I don't know why nobody has proposed the following algorithm, which is way simpler and faster:

class Fibonacci {

    public void compute(int n) {
        long i=0;
        long a=0,b=1,d=0;

        while (i<n) {

            System.out.println(a);
            d=a;
            a=b;
            b=b+d;
            i+=1;
        }
    }

    public static void main(String[] args) {
    
        var fib = new Fibonacci();

        fib.compute(90);
    }

}

Output:

0
1
1
2
3
5
8
13
21
34
55
89
144
233
377
610
987
1597
2584
4181
6765
10946
17711
28657
46368
75025
121393
196418
317811
514229
832040
1346269
2178309
3524578
5702887
9227465
14930352
24157817
39088169
63245986
102334155
165580141
267914296
433494437
701408733
1134903170
1836311903
2971215073
4807526976
7778742049
12586269025
20365011074
32951280099
53316291173
86267571272
139583862445
225851433717
365435296162
591286729879
956722026041
1548008755920
2504730781961
4052739537881
6557470319842
10610209857723
17167680177565
27777890035288
44945570212853
72723460248141
117669030460994
190392490709135
308061521170129
498454011879264
806515533049393
1304969544928657
2111485077978050
3416454622906707
5527939700884757
8944394323791464
14472334024676221
23416728348467685
37889062373143906
61305790721611591
99194853094755497
160500643816367088
259695496911122585
420196140727489673
679891637638612258
1100087778366101931
1779979416004714189

Answer 12

As requested by @paxdiablo I'm making this an answer. It's a recurrence relation and can be solved non-recursively, similar to the fibonacci sequence mentioned in another answer. It turns out to be (Python notation).

def f(n):
    return int((13**0.5-3)/(2*13**0.5)*((3-13**0.5)/2)**n + (0.5+3/(2*13**0.5))*((3+13**0.5)/2)**n)

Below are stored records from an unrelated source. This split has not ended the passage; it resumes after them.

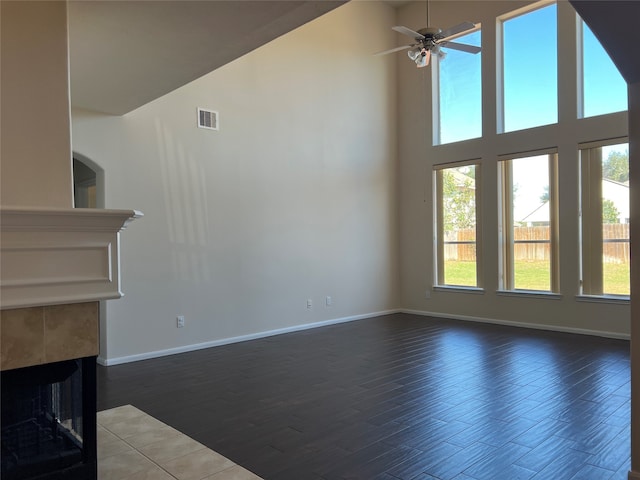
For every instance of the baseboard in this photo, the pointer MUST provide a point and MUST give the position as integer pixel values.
(510, 323)
(243, 338)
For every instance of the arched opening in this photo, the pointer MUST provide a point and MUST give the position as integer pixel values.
(89, 192)
(88, 183)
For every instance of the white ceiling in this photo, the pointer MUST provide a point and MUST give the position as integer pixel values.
(124, 54)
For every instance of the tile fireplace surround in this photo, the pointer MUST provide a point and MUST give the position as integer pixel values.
(57, 264)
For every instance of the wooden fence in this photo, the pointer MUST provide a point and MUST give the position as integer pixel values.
(613, 252)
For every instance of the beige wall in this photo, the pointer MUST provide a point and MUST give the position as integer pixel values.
(35, 148)
(417, 157)
(634, 157)
(294, 198)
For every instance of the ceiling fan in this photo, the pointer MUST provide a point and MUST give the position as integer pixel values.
(430, 40)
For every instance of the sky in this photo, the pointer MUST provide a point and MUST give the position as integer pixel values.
(530, 79)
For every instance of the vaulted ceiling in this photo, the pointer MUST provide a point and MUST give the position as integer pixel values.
(124, 54)
(615, 24)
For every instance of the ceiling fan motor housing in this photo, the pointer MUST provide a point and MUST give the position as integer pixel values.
(429, 31)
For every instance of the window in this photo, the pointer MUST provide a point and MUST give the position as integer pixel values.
(603, 88)
(605, 219)
(457, 225)
(528, 200)
(458, 104)
(529, 69)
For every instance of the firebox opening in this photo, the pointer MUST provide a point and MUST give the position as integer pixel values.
(45, 409)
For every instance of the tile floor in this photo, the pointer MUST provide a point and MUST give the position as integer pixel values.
(135, 446)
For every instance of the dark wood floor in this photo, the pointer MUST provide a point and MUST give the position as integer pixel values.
(397, 397)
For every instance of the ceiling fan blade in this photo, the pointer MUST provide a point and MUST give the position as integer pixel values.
(408, 32)
(463, 47)
(397, 49)
(462, 27)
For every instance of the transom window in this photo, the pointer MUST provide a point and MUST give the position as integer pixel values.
(458, 103)
(603, 88)
(529, 87)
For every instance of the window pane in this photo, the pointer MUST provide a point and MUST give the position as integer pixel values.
(460, 93)
(530, 73)
(615, 220)
(531, 223)
(459, 225)
(604, 89)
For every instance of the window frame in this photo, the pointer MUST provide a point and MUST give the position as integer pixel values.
(436, 107)
(506, 260)
(591, 244)
(500, 92)
(439, 243)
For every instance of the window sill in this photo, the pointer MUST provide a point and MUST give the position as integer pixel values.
(458, 289)
(529, 294)
(611, 299)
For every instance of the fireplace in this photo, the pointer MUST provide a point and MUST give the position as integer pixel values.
(57, 265)
(48, 427)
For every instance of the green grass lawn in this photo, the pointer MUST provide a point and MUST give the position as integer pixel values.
(535, 276)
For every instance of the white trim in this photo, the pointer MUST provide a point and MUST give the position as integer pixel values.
(510, 323)
(242, 338)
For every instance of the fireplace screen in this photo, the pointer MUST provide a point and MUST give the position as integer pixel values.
(48, 421)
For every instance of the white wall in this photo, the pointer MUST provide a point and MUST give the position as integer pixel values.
(294, 197)
(35, 101)
(417, 157)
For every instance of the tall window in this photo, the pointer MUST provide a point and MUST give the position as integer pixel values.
(605, 219)
(528, 199)
(603, 88)
(529, 69)
(458, 105)
(457, 225)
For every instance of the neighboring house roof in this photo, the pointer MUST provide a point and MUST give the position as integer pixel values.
(617, 192)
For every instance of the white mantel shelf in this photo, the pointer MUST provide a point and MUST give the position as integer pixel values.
(60, 256)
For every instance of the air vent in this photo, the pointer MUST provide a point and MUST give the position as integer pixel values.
(208, 119)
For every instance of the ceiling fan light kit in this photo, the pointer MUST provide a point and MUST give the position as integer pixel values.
(430, 41)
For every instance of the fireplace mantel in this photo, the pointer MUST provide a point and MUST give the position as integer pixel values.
(60, 256)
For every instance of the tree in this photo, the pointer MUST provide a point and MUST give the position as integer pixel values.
(610, 213)
(459, 201)
(616, 166)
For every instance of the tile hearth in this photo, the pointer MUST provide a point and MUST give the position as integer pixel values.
(135, 446)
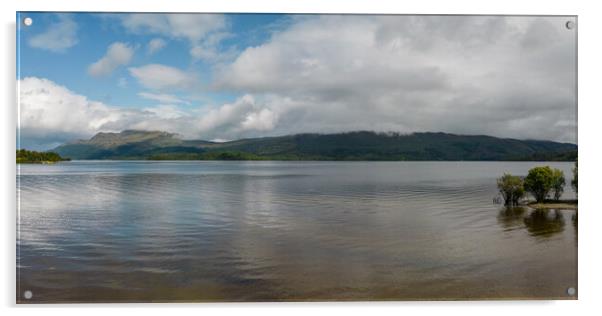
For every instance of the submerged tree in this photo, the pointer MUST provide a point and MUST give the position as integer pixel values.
(574, 181)
(558, 183)
(511, 188)
(539, 182)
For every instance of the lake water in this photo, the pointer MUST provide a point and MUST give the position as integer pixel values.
(236, 231)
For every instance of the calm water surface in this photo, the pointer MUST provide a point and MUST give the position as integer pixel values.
(232, 231)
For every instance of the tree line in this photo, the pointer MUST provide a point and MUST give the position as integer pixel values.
(541, 182)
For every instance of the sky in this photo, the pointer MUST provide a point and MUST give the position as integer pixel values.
(229, 76)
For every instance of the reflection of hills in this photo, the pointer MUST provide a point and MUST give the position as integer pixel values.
(539, 223)
(544, 223)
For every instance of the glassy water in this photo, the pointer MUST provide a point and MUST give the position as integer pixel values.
(235, 231)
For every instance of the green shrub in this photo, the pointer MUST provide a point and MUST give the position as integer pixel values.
(574, 181)
(539, 182)
(558, 183)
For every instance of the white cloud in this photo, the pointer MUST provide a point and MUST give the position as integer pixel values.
(469, 75)
(155, 45)
(122, 82)
(58, 37)
(202, 31)
(118, 54)
(162, 97)
(161, 77)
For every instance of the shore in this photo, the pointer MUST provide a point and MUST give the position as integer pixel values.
(551, 204)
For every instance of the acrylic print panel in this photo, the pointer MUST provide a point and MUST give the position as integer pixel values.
(276, 157)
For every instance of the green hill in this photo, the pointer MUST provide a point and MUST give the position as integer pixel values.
(343, 146)
(28, 156)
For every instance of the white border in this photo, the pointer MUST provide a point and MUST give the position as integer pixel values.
(589, 152)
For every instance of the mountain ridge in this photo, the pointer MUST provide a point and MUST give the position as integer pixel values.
(357, 145)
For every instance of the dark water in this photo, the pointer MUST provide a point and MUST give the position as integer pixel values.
(234, 231)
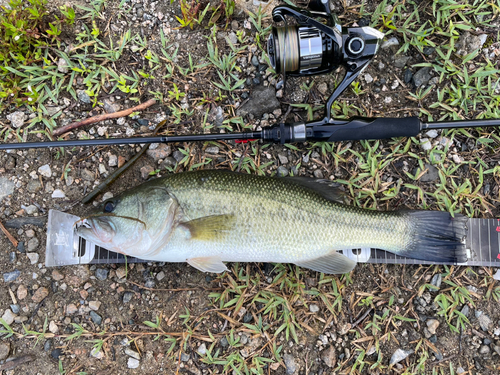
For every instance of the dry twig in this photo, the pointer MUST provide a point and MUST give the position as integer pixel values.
(99, 118)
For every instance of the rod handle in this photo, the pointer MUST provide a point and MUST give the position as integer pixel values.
(360, 128)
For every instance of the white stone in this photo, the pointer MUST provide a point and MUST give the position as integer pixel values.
(107, 196)
(45, 171)
(53, 327)
(132, 363)
(96, 353)
(16, 119)
(102, 169)
(202, 349)
(94, 305)
(113, 160)
(33, 257)
(9, 316)
(313, 308)
(58, 194)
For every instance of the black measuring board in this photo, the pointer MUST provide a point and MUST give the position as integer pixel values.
(482, 243)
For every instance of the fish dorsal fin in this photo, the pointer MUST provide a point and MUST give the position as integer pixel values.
(322, 187)
(208, 264)
(209, 228)
(332, 263)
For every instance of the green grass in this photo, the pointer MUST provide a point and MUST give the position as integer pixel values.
(375, 174)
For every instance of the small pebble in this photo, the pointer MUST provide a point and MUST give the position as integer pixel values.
(133, 363)
(58, 193)
(96, 318)
(11, 276)
(33, 257)
(202, 349)
(313, 308)
(8, 316)
(399, 355)
(56, 353)
(127, 297)
(45, 171)
(282, 171)
(290, 365)
(101, 273)
(432, 325)
(132, 353)
(432, 133)
(53, 327)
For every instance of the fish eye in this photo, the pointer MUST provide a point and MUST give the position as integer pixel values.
(109, 207)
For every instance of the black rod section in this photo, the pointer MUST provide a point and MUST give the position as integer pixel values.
(135, 140)
(460, 124)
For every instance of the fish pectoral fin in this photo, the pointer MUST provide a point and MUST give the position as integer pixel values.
(208, 264)
(209, 228)
(332, 263)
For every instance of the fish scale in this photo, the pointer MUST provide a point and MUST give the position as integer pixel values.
(216, 216)
(289, 221)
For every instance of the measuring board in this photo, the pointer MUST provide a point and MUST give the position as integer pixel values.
(65, 247)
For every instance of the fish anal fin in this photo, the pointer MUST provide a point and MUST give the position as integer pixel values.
(208, 264)
(209, 228)
(322, 187)
(332, 263)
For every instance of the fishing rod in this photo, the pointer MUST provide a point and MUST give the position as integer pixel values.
(316, 43)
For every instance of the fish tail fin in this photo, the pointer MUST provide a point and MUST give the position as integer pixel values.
(437, 237)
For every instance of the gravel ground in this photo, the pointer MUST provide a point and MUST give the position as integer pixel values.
(381, 319)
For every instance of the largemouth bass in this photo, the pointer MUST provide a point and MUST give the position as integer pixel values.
(209, 217)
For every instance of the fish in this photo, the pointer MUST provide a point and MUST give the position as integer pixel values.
(209, 217)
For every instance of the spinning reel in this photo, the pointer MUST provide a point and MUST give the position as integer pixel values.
(314, 44)
(311, 47)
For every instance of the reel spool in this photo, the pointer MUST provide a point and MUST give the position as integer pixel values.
(318, 44)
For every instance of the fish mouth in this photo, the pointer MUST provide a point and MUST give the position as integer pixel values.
(96, 229)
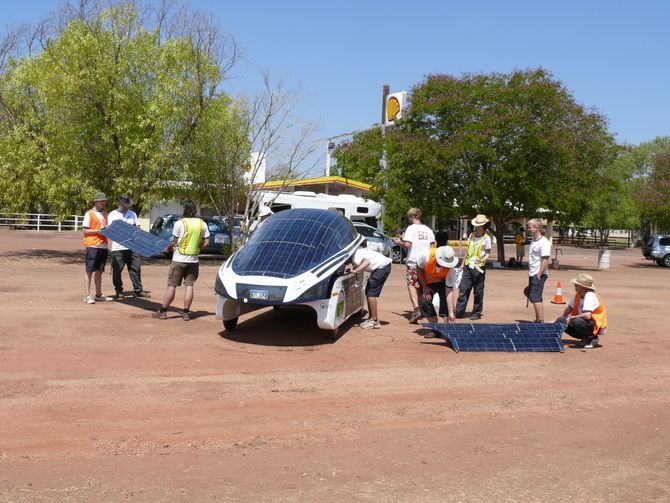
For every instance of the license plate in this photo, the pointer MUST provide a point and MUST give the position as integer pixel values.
(258, 294)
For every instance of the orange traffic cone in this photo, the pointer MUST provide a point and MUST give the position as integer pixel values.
(558, 296)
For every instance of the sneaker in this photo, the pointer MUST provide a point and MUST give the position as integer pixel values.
(593, 343)
(370, 323)
(416, 316)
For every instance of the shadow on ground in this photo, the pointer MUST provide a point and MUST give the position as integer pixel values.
(287, 326)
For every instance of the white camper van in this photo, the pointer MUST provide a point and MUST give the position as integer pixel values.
(353, 207)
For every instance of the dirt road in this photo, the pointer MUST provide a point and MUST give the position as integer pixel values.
(102, 403)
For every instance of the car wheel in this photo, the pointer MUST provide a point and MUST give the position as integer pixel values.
(334, 334)
(396, 255)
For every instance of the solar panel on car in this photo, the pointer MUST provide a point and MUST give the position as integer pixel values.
(134, 238)
(294, 241)
(512, 337)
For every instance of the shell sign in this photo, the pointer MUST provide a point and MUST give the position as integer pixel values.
(395, 105)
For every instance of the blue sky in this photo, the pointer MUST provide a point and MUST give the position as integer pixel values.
(612, 55)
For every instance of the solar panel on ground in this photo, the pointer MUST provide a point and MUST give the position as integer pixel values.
(294, 241)
(511, 337)
(134, 238)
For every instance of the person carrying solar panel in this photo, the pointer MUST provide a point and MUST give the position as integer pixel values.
(379, 268)
(474, 269)
(586, 315)
(437, 275)
(122, 256)
(189, 234)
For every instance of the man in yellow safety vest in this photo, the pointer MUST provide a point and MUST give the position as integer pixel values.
(189, 235)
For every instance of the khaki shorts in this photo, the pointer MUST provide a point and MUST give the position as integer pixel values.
(183, 271)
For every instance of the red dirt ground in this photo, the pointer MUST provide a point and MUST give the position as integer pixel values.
(102, 403)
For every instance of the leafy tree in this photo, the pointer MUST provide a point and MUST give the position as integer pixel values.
(111, 102)
(500, 144)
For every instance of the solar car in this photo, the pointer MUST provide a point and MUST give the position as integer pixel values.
(295, 257)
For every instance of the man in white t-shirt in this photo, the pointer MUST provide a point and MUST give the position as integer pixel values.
(122, 256)
(586, 316)
(474, 269)
(189, 234)
(379, 268)
(539, 252)
(418, 240)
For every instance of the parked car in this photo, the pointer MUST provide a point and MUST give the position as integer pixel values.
(657, 248)
(377, 241)
(219, 234)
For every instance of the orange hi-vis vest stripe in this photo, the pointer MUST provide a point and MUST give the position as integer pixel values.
(430, 270)
(95, 223)
(599, 315)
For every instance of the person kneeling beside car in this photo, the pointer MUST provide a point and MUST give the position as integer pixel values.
(379, 268)
(586, 315)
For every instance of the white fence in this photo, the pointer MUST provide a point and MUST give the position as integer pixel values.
(40, 221)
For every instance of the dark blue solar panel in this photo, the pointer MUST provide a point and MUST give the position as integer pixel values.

However, this forumula does most probably not work for large n, because of limited float precision. The given python version fails for n = 30:

>>> print ([f(n) == 3 * f(n-1) + f(n-2) for n in range(2, 30)])
[True, True, True, True, True, True, True, True, True, True, True, True, True, True, True, True, True, True, True, True, True, True, True, True, True, True, True, False]
>>> print([f(n) for n in range(30)])
[1, 3, 10, 33, 109, 360, 1189, 3927, 12970, 42837, 141481, 467280, 1543321, 5097243, 16835050, 55602393, 183642229, 606529080, 2003229469, 6616217487, 21851881930, 72171863277, 238367471761, 787274278560, 2600190307441, 8587845200883, 28363725910090, 93679022931153, 309400794703549, 1021881407041801]

Warning: I used a "+" instead of a "-", so the formula is wrong. See comments.